Whether you believe abortion should be legal, and whether you think ballot measures are a good way to make policy, the results in Ohio should remind us of a broader and highly concerning political trend. For democracy to function, political actors must agree upon the rules of the game, and not alter those rules when they suspect they might lose.
To be clear: the problem with Issue 1 was not that the initiative process is a sacrosanct cornerstone of democracy. In fact, despite the lofty intentions of the Progressive-era proponents of direct legislation, initiative elections — which exist in 26 states — often feature low turnout, special interest spending, and low-information voters. But Issue 1 was not the result of a deep consideration of institutional reform; it was rushed onto the ballot to stop Ohioans from approving a state constitutional protection for abortion rights.
In the year after the Supreme Court overturned Roe v. Wade, Ohioans for Reproductive Rights collected more than twice the number of signatures needed to put the abortion rights amendment on the ballot for November 2023. Anticipating the success of that campaign, Republican state legislators moved to change the rules at the last minute, by calling for a special election on a constitutional amendment that would raise the signature numbers, require signatures from each of Ohio’s 88 counties, and raise the approval threshold to 60%. Campaign finance data reveals, unsurprisingly, that organizations concerned with abortion viewed this initiative as a key fight. As Ohio Secretary of State Frank LaRose admitted, “this is 100% about keeping a radical pro-abortion amendment out of our constitution.” Thus, though there are perfectly sound reasons to reform the initiative process, those rationales have nothing to do with the measure Ohioans considered yesterday.
What is more, the specific reforms proposed in Issue 1 draw on some of the worst traditions of anti-democratic governance in America. Requiring a supermajority of voters to agree to a policy is an approach straight from the “Jim Crow” playbook. Issue 1’s voter approval requirement was unusually high and the proposed signature requirement was also singularly onerous. No other state requires an initiative campaign to collect signatures from every county, a procedure that would give disproportionate weight to small, rural counties.
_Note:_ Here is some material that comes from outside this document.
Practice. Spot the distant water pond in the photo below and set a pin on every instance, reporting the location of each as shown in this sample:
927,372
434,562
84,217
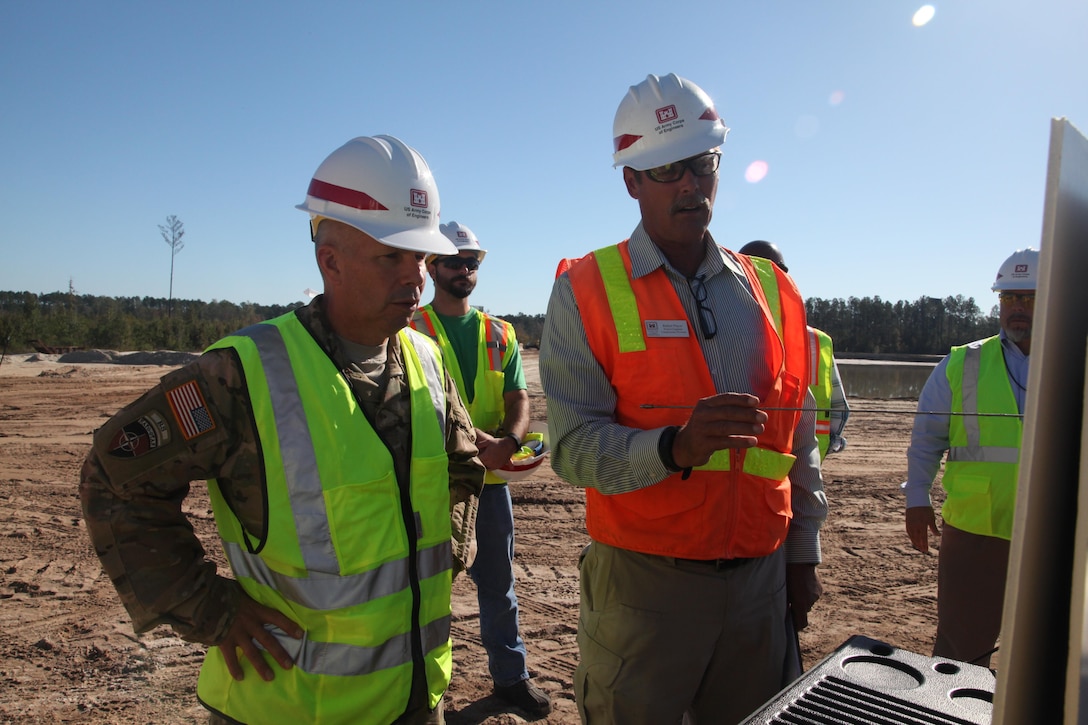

The substantive problems with Issue 1 were exacerbated by the decision to hold the election in August. Decisions about the rules of the democratic game, the basic processes by which citizens can engage in political reform, should certainly not be put before the voters when a relatively small fraction of the public is likely to participate. Off-cycle elections generally have exceptionally low turnout — a fact Ohio legislators surely know, since they passed a bill that eliminated almost all August special elections only last year. Even with the exceptional interest Issue 1 received, less than half of Ohio’s registered voters turned out.
From the standpoint of democracy, the results last night were reassuring. But in the long term, what really matters is that major political actors in Ohio and elsewhere have shown themselves willing to change the rules rather than lose an election. Particularly given the broader trend of voter suppression and democratic erosion in many states, this trend bodes very poorly for the functioning of our democratic system. Voters should remain vigilant.